I made two tests and their results were discouraging for me: 200 ms at HD 6670 and 70 ms at HD 5850 (the same time as for GT 240 + CUDA). And I am very interested of the reasons of such strange behaviour.
All projects were built on VS2010 using settings from the sample projects of NVIDIA and AMD respectively.
Please, do not consider my post as NVIDIA advertisement. I fairly understand that HD 5850 is more powerful than GT 240. The only thing I wish to know is why such difference is and how to fix the problem.

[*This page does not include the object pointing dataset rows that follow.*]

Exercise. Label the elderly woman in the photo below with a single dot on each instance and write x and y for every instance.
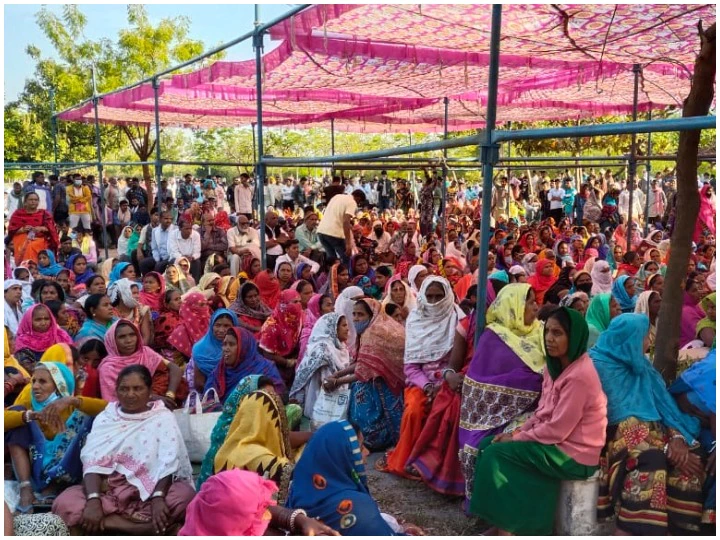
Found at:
(652, 469)
(31, 230)
(562, 440)
(134, 481)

Update. Below is the kernel code which looks for 6 equally sized template images in the base one. Every pixel of the base image is considered as a possible origin of one of the templates and is processed by a separate thread. The kernel compares R, G, B values of each pixel of the base image and of the template one, and if at least one difference exceeds diff parameter, the corresponding pixel is counted nonmatched. If the number of nonmatched pixels is less than maxNonmatchQt the corresponding template is hit.

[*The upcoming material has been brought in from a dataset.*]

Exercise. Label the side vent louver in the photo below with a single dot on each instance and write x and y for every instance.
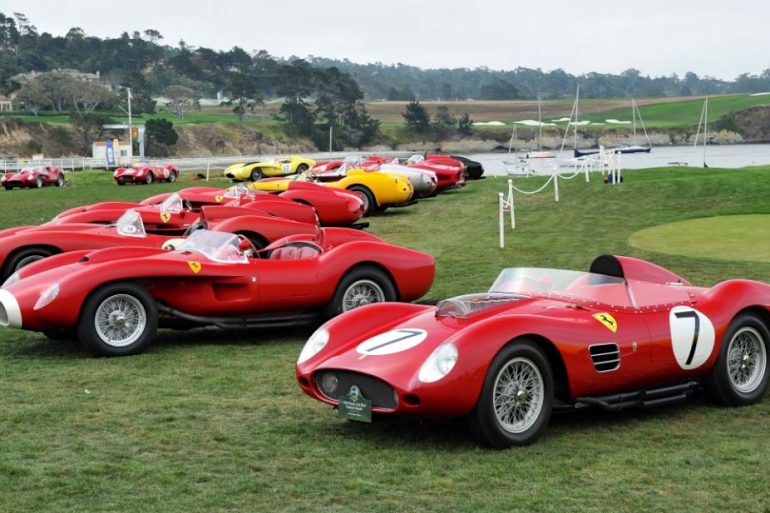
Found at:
(606, 357)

__constant int tOffset = 8196; // one template size in memory (in bytes)
__kernel void matchImage6( __global unsigned char* image, // pointer to the base image
int imgWidth, // base image width
int imgHeight, // base image height
int imgPitch, // base image pitch (in bytes)
int imgBpp, // base image bytes (!) per pixel
__constant unsigned char* templates, // pointer to the array of templates
int tWidth, // templates width (the same for all)

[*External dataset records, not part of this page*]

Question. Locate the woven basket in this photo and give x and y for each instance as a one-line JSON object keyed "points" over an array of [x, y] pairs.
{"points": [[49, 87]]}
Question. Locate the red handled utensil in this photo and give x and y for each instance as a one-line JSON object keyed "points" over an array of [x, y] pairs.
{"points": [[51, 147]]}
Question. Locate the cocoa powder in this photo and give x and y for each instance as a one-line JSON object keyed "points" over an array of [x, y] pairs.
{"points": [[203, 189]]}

int tHeight, // templates height (the same for all)
int tPitch, // templates pitch (in bytes, the same for all)
int tBpp, // templates bytes (!) per pixel (the same for all)
int diff, // max allowed difference of intensity
int maxNonmatchQt, // max number of nonmatched pixels
__global int* result, // results
) {
int x0 = (int)get_global_id(0);
int y0 = (int)get_global_id(1);
if( x0 + tWidth > imgWidth || y0 + tHeight > imgHeight)
return;
int nonmatchQt[] = {0, 0, 0, 0, 0, 0};
for( int y = 0; y < tHeight; y++) {
int ind = y * tPitch;
int baseImgInd = (y0 + y) * imgPitch + x0 * imgBpp;
for( int x = 0; x < tWidth; x++) {
unsigned char c0 = image[baseImgInd];
unsigned char c1 = image[baseImgInd + 1];
unsigned char c2 = image[baseImgInd + 2];
for( int i = 0; i < 6; i++)
if( abs( c0 - templates[i * tOffset + ind]) > diff ||
abs( c1 - templates[i * tOffset + ind + 1]) > diff ||
abs( c2 - templates[i * tOffset + ind + 2]) > diff)
nonmatchQt[i]++;
ind += tBpp;
baseImgInd += imgBpp;
}
if( nonmatchQt[0] > maxNonmatchQt && nonmatchQt[1] > maxNonmatchQt && nonmatchQt[2] > maxNonmatchQt && nonmatchQt[3] > maxNonmatchQt && nonmatchQt[4] > maxNonmatchQt && nonmatchQt[5] > maxNonmatchQt)
return;
}
for( int i = 0; i < 6; i++)
if( nonmatchQt[i] < maxNonmatchQt) {
unsigned int pos = atom_inc( &result[0]) * 3;
result[pos + 1] = i;
result[pos + 2] = x0;
result[pos + 3] = y0;
}
}
Kernel run configuration: Global work size = (1900, 1200) Local work size = (32, 8) for AMD and (32, 16) for NVIDIA.
Execution time: HD 5850 - 69 ms, HD 6670 - 200 ms, GT 240 - 100 ms.
Any remarks about my code are also highly appreciated.